Your site works fine in a browser. AI agents can't use it.
I was building agent workflows for clients when I noticed a pattern that drove me nuts: agents would hit a site, get a 200 OK, and then… nothing useful. No structured data. No clear navigation path. Sometimes a WAF would silently block the request. The agent would fail, the logs would look fine, and I’d waste hours figuring out why.
The thing is, these weren’t bad websites. They ranked well on Google. They looked great in a browser. They just weren’t built for anything that wasn’t a human clicking around in Chrome.
I kept running into the same invisible wall across different clients, then I hit it with my own startup. Ouch. So I built the diagnostic I wished existed, because I needed it too.
Meet Siteline
Siteline is a free scanner that grades how usable your public website is for AI agents. You give it a URL, it tells you what works, what’s broken, and what to fix — in about 10 seconds.
It’s live right now at siteline.snapsynapse.com. Type any URL and see the grade. Totally free.
What it checks
Siteline evaluates four pillars — what I call the SNAP rubric:
🔦 Signal
Can an agent even reach your site? This checks whether your server responds to non-browser clients, whether robots.txt blocks agent user-agents like ClaudeBot or GPTBot, and whether HTTPS is in place. You’d be surprised how many sites return 403 to anything that isn’t Chrome.

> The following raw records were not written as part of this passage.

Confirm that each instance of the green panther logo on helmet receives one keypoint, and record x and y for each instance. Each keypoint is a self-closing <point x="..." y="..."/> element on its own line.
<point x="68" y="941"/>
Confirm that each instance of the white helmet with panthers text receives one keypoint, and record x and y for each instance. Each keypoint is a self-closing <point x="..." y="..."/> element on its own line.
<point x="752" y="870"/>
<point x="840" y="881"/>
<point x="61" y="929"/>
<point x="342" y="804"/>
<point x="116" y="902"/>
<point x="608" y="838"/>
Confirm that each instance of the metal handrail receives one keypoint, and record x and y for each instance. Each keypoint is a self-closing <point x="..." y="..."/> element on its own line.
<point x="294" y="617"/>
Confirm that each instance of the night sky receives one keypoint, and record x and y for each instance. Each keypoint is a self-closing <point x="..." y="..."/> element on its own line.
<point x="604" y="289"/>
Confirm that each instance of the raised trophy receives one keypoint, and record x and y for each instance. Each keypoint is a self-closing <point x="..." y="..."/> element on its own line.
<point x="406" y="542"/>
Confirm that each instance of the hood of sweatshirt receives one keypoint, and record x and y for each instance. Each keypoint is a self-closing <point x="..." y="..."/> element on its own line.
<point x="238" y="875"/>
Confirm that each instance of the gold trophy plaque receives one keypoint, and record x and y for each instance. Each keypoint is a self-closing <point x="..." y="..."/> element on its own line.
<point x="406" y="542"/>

🧭 Navigate Once an agent lands on the page, can it figure out where things are? This looks for JSON-LD, site identity signals, clear navigation to key pages (About, Services, Contact), and machine discovery paths like sitemaps and RSS feeds.
📖 Absorb Is the actual content machine-readable? Siteline checks whether the initial HTML has meaningful content or if everything hides behind JavaScript rendering. It looks at heading hierarchy, semantic markup, and whether the content model is clear or confused.
🤝 Perform Can the agent figure out what the user should do next? This checks for interpretable CTAs, form labels, button text, and whether next steps are clear enough for an agent to relay back to a human.
Each pillar gets a weighted score. The final grade is A through F.
What I learned building this
The biggest surprise: bot-blocking is the #1 failure mode, not content quality. Most sites I scanned during development had decent content structure. But their WAF or hosting provider was silently blocking anything that didn’t look like a browser. The site owner had no idea.
The second surprise: most sites that invested heavily in SEO still scored very poorly. SEO optimizes for Google’s crawler. AI agents have different constraints — they need structured data, clear action paths, and machine-readable policy signals that search crawlers don’t care about.
Try it
CLI:
npx siteline scan yoursite.com
API:
curl "https://siteline.snapsynapse.com/api/scan?url=yoursite.com"
MCP Server (for agent developers):
npx siteline mcp
This exposes four tools — scan_url, self_scan, describe_rubric, and explain_score — so your agents can assess sites programmatically before attempting workflows on them.
The stack
- Frontend: Vanilla HTML/CSS/JS — no framework, no build step
- Backend: Node.js on Vercel serverless functions
- Storage: Supabase PostgreSQL (results cached 24h per domain)
- Dependencies: One —
@vercel/ogfor dynamic social images
One architectural decision worth mentioning: Siteline tests with a non-browser user-agent first, then falls back to a headless browser if blocked. This lets it distinguish between “your content is bad” and “your firewall is blocking agents” — which is the diagnostic that matters most.
What’s next
I’m working on multi-page analysis (right now it evaluates the landing page only) and a comparison mode for benchmarking against competitors. The rubric itself is versioned and will evolve as agent capabilities change.
How do you currently test whether AI agents can actually use your site — or do you just assume it works?